The term "heel" is most likely derived from a slang usage of the word that first appeared around 1914, meaning "contemptible person." Common heel behavior includes cheating to win (e.g., using the ropes for leverage while pinning or attacking with foreign objects while the referee is looking away), employing dirty tactics like blatant chokes or raking the eyes, attacking other wrestlers backstage, interfering with other wrestlers' matches, insulting the fans (referred to as "cheap heat"), and acting in a haughty or superior manner.

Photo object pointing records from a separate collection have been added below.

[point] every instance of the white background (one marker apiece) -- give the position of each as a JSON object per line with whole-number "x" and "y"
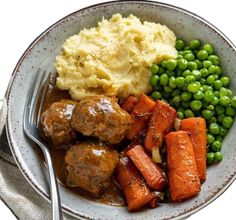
{"x": 21, "y": 21}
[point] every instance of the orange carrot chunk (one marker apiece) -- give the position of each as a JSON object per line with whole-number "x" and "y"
{"x": 140, "y": 116}
{"x": 197, "y": 129}
{"x": 161, "y": 122}
{"x": 136, "y": 192}
{"x": 183, "y": 177}
{"x": 129, "y": 103}
{"x": 151, "y": 172}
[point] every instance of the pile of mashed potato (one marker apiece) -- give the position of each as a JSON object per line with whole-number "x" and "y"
{"x": 113, "y": 58}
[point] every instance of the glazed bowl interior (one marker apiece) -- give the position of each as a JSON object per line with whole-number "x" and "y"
{"x": 42, "y": 53}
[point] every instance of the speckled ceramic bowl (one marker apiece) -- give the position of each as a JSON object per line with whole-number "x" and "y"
{"x": 42, "y": 53}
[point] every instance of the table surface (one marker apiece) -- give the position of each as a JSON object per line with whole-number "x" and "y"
{"x": 22, "y": 21}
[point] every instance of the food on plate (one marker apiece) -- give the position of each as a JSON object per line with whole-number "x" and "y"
{"x": 90, "y": 166}
{"x": 144, "y": 115}
{"x": 197, "y": 128}
{"x": 183, "y": 177}
{"x": 102, "y": 117}
{"x": 112, "y": 58}
{"x": 56, "y": 122}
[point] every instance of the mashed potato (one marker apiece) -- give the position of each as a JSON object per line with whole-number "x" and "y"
{"x": 114, "y": 57}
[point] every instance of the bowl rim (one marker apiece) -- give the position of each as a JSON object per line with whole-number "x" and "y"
{"x": 44, "y": 194}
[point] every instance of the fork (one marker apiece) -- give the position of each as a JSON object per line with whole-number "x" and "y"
{"x": 31, "y": 121}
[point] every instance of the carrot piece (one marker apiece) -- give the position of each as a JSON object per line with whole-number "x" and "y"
{"x": 136, "y": 192}
{"x": 151, "y": 172}
{"x": 129, "y": 103}
{"x": 161, "y": 122}
{"x": 183, "y": 177}
{"x": 140, "y": 115}
{"x": 197, "y": 129}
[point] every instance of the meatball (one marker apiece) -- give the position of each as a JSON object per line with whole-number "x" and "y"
{"x": 90, "y": 166}
{"x": 101, "y": 117}
{"x": 56, "y": 124}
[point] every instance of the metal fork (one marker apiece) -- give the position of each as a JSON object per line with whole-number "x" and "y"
{"x": 31, "y": 121}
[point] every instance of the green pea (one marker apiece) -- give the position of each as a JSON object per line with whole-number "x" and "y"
{"x": 154, "y": 80}
{"x": 192, "y": 65}
{"x": 194, "y": 44}
{"x": 210, "y": 138}
{"x": 218, "y": 156}
{"x": 210, "y": 158}
{"x": 179, "y": 44}
{"x": 198, "y": 95}
{"x": 210, "y": 79}
{"x": 225, "y": 81}
{"x": 182, "y": 64}
{"x": 188, "y": 113}
{"x": 171, "y": 64}
{"x": 214, "y": 59}
{"x": 186, "y": 96}
{"x": 209, "y": 48}
{"x": 180, "y": 81}
{"x": 164, "y": 79}
{"x": 189, "y": 57}
{"x": 207, "y": 63}
{"x": 214, "y": 128}
{"x": 225, "y": 101}
{"x": 207, "y": 114}
{"x": 156, "y": 95}
{"x": 227, "y": 121}
{"x": 196, "y": 105}
{"x": 202, "y": 55}
{"x": 208, "y": 96}
{"x": 233, "y": 101}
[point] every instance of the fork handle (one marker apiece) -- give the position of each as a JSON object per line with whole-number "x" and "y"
{"x": 54, "y": 192}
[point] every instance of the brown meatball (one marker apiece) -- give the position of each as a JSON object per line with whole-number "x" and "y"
{"x": 56, "y": 122}
{"x": 101, "y": 117}
{"x": 90, "y": 166}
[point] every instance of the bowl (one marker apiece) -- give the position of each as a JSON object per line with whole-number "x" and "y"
{"x": 42, "y": 53}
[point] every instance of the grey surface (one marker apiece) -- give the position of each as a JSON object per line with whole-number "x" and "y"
{"x": 42, "y": 53}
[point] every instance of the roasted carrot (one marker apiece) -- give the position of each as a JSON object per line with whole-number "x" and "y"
{"x": 129, "y": 103}
{"x": 183, "y": 177}
{"x": 197, "y": 129}
{"x": 136, "y": 191}
{"x": 162, "y": 120}
{"x": 140, "y": 115}
{"x": 151, "y": 172}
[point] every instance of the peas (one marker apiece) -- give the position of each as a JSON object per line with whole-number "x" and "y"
{"x": 214, "y": 59}
{"x": 214, "y": 128}
{"x": 156, "y": 95}
{"x": 179, "y": 44}
{"x": 154, "y": 80}
{"x": 208, "y": 96}
{"x": 218, "y": 156}
{"x": 202, "y": 55}
{"x": 193, "y": 87}
{"x": 207, "y": 114}
{"x": 194, "y": 44}
{"x": 209, "y": 48}
{"x": 188, "y": 113}
{"x": 186, "y": 96}
{"x": 182, "y": 64}
{"x": 164, "y": 79}
{"x": 171, "y": 64}
{"x": 210, "y": 158}
{"x": 218, "y": 84}
{"x": 210, "y": 138}
{"x": 227, "y": 121}
{"x": 196, "y": 105}
{"x": 216, "y": 146}
{"x": 225, "y": 81}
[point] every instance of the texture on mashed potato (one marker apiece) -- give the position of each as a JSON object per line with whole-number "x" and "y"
{"x": 113, "y": 58}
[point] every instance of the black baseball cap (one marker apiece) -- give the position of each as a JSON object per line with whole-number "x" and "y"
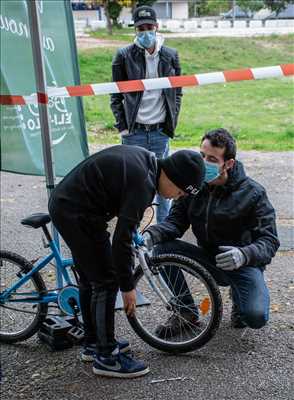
{"x": 144, "y": 15}
{"x": 186, "y": 169}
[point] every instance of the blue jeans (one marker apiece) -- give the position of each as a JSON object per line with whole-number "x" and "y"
{"x": 249, "y": 291}
{"x": 158, "y": 143}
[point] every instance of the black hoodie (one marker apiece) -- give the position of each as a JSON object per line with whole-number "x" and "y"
{"x": 235, "y": 214}
{"x": 118, "y": 181}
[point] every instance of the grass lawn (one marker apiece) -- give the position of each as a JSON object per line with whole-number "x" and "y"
{"x": 260, "y": 114}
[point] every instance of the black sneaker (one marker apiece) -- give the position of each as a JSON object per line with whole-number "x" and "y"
{"x": 236, "y": 320}
{"x": 89, "y": 351}
{"x": 175, "y": 324}
{"x": 119, "y": 365}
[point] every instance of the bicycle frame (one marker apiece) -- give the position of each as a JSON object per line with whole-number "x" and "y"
{"x": 61, "y": 264}
{"x": 156, "y": 282}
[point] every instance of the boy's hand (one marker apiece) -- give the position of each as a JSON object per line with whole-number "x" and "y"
{"x": 129, "y": 299}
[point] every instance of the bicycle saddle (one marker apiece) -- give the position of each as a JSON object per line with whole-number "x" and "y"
{"x": 36, "y": 220}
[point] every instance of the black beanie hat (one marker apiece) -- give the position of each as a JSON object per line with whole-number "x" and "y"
{"x": 185, "y": 168}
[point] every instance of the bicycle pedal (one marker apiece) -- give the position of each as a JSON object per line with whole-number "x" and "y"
{"x": 76, "y": 334}
{"x": 53, "y": 332}
{"x": 55, "y": 343}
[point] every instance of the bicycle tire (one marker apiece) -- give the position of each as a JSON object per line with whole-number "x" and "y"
{"x": 39, "y": 286}
{"x": 193, "y": 268}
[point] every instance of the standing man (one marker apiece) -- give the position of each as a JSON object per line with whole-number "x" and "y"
{"x": 118, "y": 181}
{"x": 147, "y": 119}
{"x": 234, "y": 224}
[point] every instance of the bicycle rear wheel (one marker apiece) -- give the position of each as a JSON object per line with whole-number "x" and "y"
{"x": 19, "y": 320}
{"x": 194, "y": 305}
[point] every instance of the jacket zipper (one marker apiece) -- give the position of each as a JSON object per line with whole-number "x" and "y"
{"x": 207, "y": 214}
{"x": 141, "y": 95}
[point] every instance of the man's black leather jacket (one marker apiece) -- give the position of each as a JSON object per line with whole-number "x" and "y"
{"x": 129, "y": 64}
{"x": 236, "y": 214}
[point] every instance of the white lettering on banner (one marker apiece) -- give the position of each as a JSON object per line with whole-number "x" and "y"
{"x": 20, "y": 29}
{"x": 10, "y": 25}
{"x": 60, "y": 118}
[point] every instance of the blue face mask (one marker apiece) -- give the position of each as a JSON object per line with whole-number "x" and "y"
{"x": 147, "y": 39}
{"x": 211, "y": 171}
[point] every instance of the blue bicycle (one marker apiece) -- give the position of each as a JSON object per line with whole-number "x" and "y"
{"x": 169, "y": 286}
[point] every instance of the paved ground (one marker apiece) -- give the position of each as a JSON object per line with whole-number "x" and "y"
{"x": 258, "y": 365}
{"x": 86, "y": 42}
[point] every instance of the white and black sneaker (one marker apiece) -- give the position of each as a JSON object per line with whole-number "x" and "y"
{"x": 89, "y": 351}
{"x": 119, "y": 365}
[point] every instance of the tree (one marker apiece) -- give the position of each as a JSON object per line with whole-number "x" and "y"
{"x": 250, "y": 5}
{"x": 277, "y": 5}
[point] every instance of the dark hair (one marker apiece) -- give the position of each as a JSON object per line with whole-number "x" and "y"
{"x": 223, "y": 139}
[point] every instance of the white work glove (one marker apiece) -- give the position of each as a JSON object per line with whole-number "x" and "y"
{"x": 148, "y": 241}
{"x": 125, "y": 132}
{"x": 230, "y": 259}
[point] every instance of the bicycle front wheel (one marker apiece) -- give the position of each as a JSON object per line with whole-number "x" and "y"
{"x": 193, "y": 312}
{"x": 22, "y": 319}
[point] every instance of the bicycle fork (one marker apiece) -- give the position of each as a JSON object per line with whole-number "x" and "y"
{"x": 156, "y": 282}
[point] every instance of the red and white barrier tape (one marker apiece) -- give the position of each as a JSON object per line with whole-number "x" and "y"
{"x": 277, "y": 71}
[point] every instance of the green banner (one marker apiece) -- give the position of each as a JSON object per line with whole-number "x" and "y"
{"x": 21, "y": 146}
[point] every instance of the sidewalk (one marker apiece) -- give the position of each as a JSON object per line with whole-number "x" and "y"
{"x": 255, "y": 366}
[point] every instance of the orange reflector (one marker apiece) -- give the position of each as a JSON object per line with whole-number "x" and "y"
{"x": 205, "y": 305}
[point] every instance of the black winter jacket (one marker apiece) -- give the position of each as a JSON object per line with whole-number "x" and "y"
{"x": 129, "y": 64}
{"x": 236, "y": 214}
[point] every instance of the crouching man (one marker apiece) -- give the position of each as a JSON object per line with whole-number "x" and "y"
{"x": 234, "y": 225}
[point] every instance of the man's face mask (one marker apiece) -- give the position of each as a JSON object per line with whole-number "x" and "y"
{"x": 147, "y": 39}
{"x": 212, "y": 171}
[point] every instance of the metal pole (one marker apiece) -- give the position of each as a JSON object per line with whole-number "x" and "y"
{"x": 234, "y": 12}
{"x": 41, "y": 86}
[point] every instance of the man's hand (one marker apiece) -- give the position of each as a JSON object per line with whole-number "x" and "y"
{"x": 125, "y": 132}
{"x": 129, "y": 299}
{"x": 148, "y": 241}
{"x": 230, "y": 259}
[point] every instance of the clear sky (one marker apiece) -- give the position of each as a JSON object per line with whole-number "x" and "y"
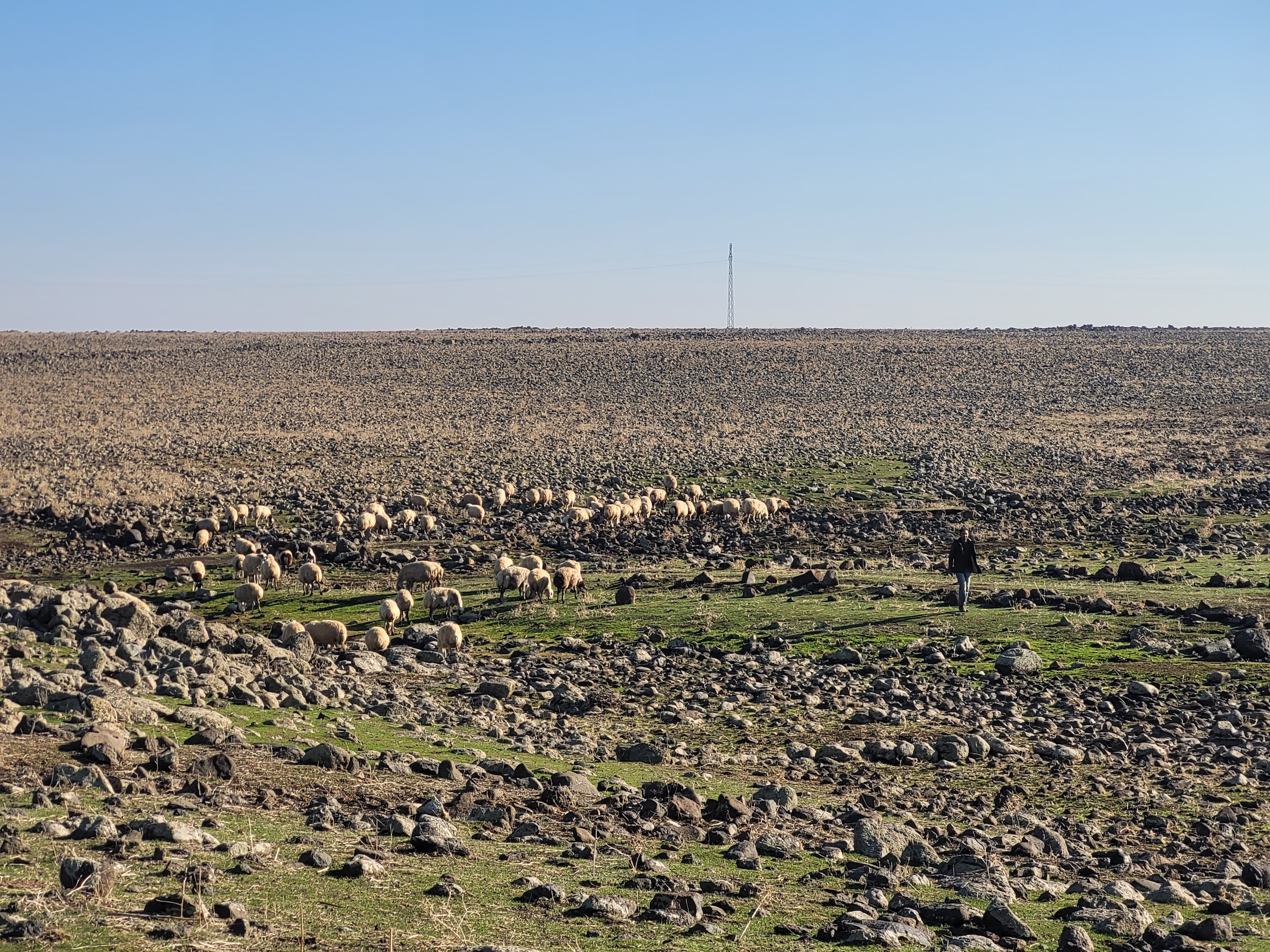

Once in a while, faces who have recently turned from being heels will still exhibit some heel characteristics. For example, John Cena, after his initial face turn, often used a steel chain to win some of his matches, such as the one against the Big Show at WrestleMania XX. Also certain wrestlers, such as Ric Flair or Eddie Guerrero, gained popularity as faces by using heel tactics.
Wrestlers like Stone Cold Steve Austin displayed heelish behavior through most of their careers, yet got huge face reactions, prompting Vince McMahon to market the anti-hero Stone Cold gimmick. It was a startlingly successful gimmick that contributed considerably to WWE winning the Monday Night Wars over WCW.